Xi sets China’s agenda

The 19th National Congress of the Communist Party of China was an event designed to complete President Xi Jinping's consolidation of power. In a departure from precedent, the Congress did not appoint an heir apparent to take over after Xi’s second five-year term ends in 2021. That may indicate Xi intends to hold on to power beyond the traditional ten-year term. Meanwhile, the President's economic message shifted the focus away from defining simple growth targets to improving the quality of growth. One part of that includes the reform of state-owned enterprises, but not simple privatization. Rather, the emphasis will be on turning these enterprises into "world-class, globally competitive firms.” Another aspect is a stronger focus on the environment, where China strives for global leadership. The economic agenda shows that leadership understands the importance of addressing the overly in debt state-owned enterprise sector and the environmental side effects of the past fast-growth strategy, even if the price is weaker headline gross domestic product (GDP).  

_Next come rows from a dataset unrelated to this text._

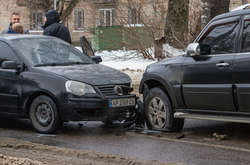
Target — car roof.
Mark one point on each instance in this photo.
(21, 36)
(232, 13)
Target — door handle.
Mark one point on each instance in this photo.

Politics aren’t much of a risk in Japan

Incumbent Japanese Prime Minister Shinzo Abe won the snap lower house elections he called for in late October. His coalition already had a comfortable majority in both Diet chambers, but the election provided Abe with a new mandate to pursue some of his more controversial policies. A more aggressive foreign policy is one, which may require a change of Japan's pacifist post-war constitution. The implications for economic policy are more minor. Growth has improved over the past 12 months, Japan's unemployment rate has fallen below 3%, and corporate profits are growing robustly. What is still missing is faster wage growth, a necessary condition to finally lift inflation above 0% and eventually allow for a normalization of monetary policy. Abe's victory also keeps alive his plan to raise the consumption tax for a second time in 2019. The last time the government raised the tax, in 2014, Japan plunged back into recession, and it took two years for the economy to recover. Let's hope the government learned from that experience.      

The global expansion marches on

Global economic growth should accelerate further in the second half of 2017. So far, third quarter GDP reports have shown generally stronger growth in Europe and Asia. Political events may have the potential to disrupt the global expansion. Still, fundamentals and expansionary monetary policy are powerful market drivers that need more than merely an election surprise to knock them off course.